Por Mateo Marco Amorós
Quince de abril del año pasado, el periódico INFORMACIÓN, en la sección local alicantina, publicaba un interesante reportaje firmado por Ramón Pérez. Titulado «La República ‘subsiste’ en un colegio de Alicante» informaba de la existencia de un escudo republicano en la fachada de un colegio del barrio de Carolinas, el 9 d’Octubre; antes Víctor Pradera y antes de antes, cuando su inauguración en 1932, Gabriel Miró. Inauguración en la que estuvo Manuel Azaña, presidente del Gobierno de la República, acompañado de Lorenzo Carbonell, alcalde de Alicante, y del socialista Rodolfo Llopis, callosino de Callosa de Ensarriá, pedagogo y por entonces Director General de Primera Enseñanza.
Respecto a dicho escudo se documentaba que en 1939, al terminar la guerra civil, «se ocultó bajo el yugo y las flechas de la Falange, pero no se destruyó». No se destruyó –explicaba Pérez– porque, según una leyenda referida por el periodista Ismael Belda, «el albañil encargado de su eliminación aseguró haberla hecho y nadie se molestó en comprobarlo posteriormente», incumpliendo una orden municipal de 1942 que mandaba arrancarlo. Hasta aquí lo publicado en INFORMACIÓN.
Y resulta que en Orihuela, en pleno centro urbano, el colegio Andrés Manjón, junto a la Glorieta Gabriel Miró, también muestra en su fachada un escudo republicano. Proyectado este centro escolar durante la Dictadura de Primo de Rivera pero edificado durante la República y útil después de la guerra, en lo alto de su fachada luce desde su construcción ese escudo. Y que sepamos, sin molestar a nadie. Como testimonio de una época. Antonio José Mazón Albarracín, en su generosa web Oriola vista desde el Puente Rusia, en el apartado «Conventos y otros edificios», bajo el título «De Escuela Graduada a Colegio Andrés Manjón», ofrece precisos datos sobre los avatares de la construcción del centro y protagonistas.
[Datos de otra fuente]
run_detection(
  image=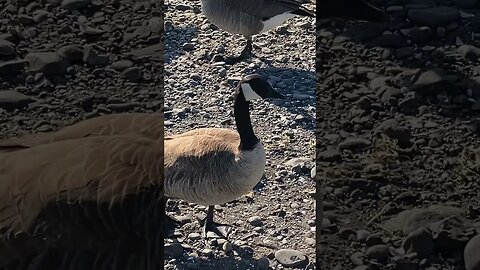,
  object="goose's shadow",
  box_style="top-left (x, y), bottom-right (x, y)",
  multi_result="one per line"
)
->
top-left (227, 67), bottom-right (316, 130)
top-left (163, 23), bottom-right (198, 65)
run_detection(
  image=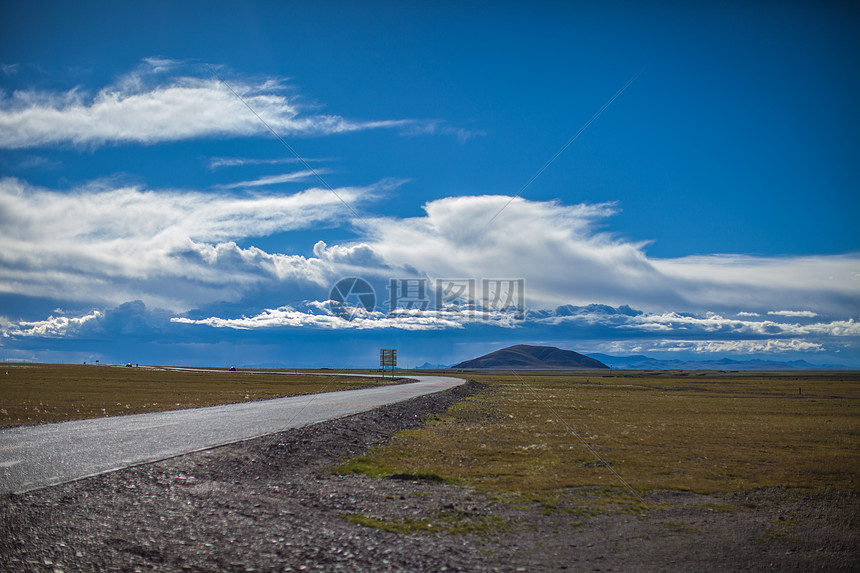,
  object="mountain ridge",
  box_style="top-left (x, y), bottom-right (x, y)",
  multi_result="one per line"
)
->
top-left (451, 344), bottom-right (609, 370)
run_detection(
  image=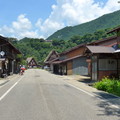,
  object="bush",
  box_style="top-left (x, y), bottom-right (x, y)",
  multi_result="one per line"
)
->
top-left (94, 77), bottom-right (120, 96)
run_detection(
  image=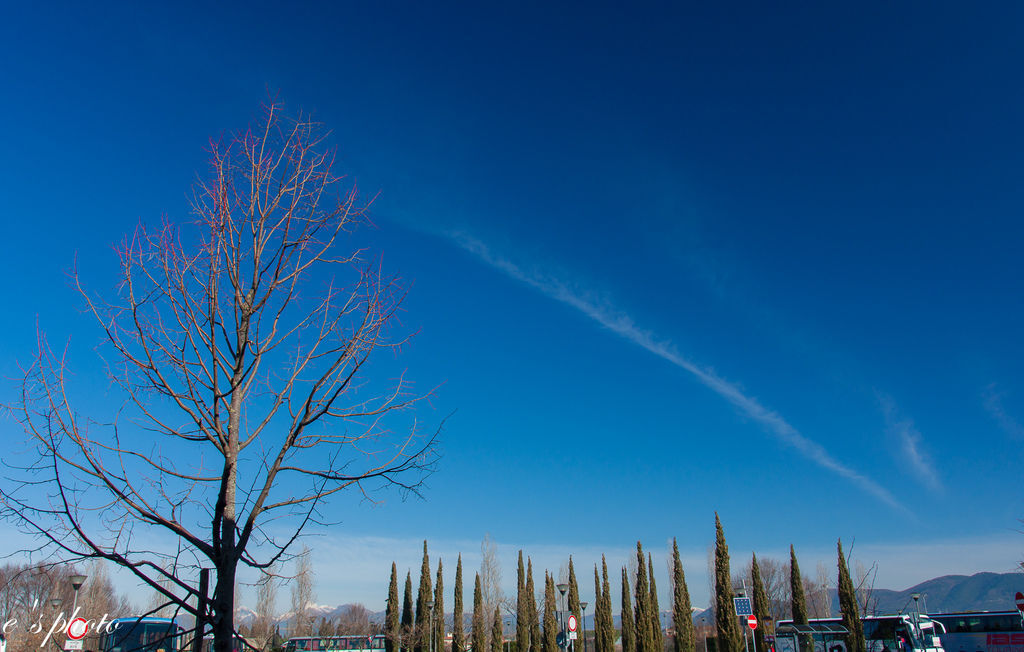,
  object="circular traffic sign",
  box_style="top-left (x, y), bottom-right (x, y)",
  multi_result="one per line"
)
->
top-left (68, 618), bottom-right (89, 641)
Quienes por formación académica, deformación profesional o simplemente sensibles al patrimonio apreciamos cualquier testimonio del pasado, agradecemos la pervivencia de estos elementos. Contra toda iconoclastia. Por ello me duele cuando se destruye lo heredado, porque me importa como testigo de un tiempo, certificado de lo que fuimos, eco de un periodo, voz histórica.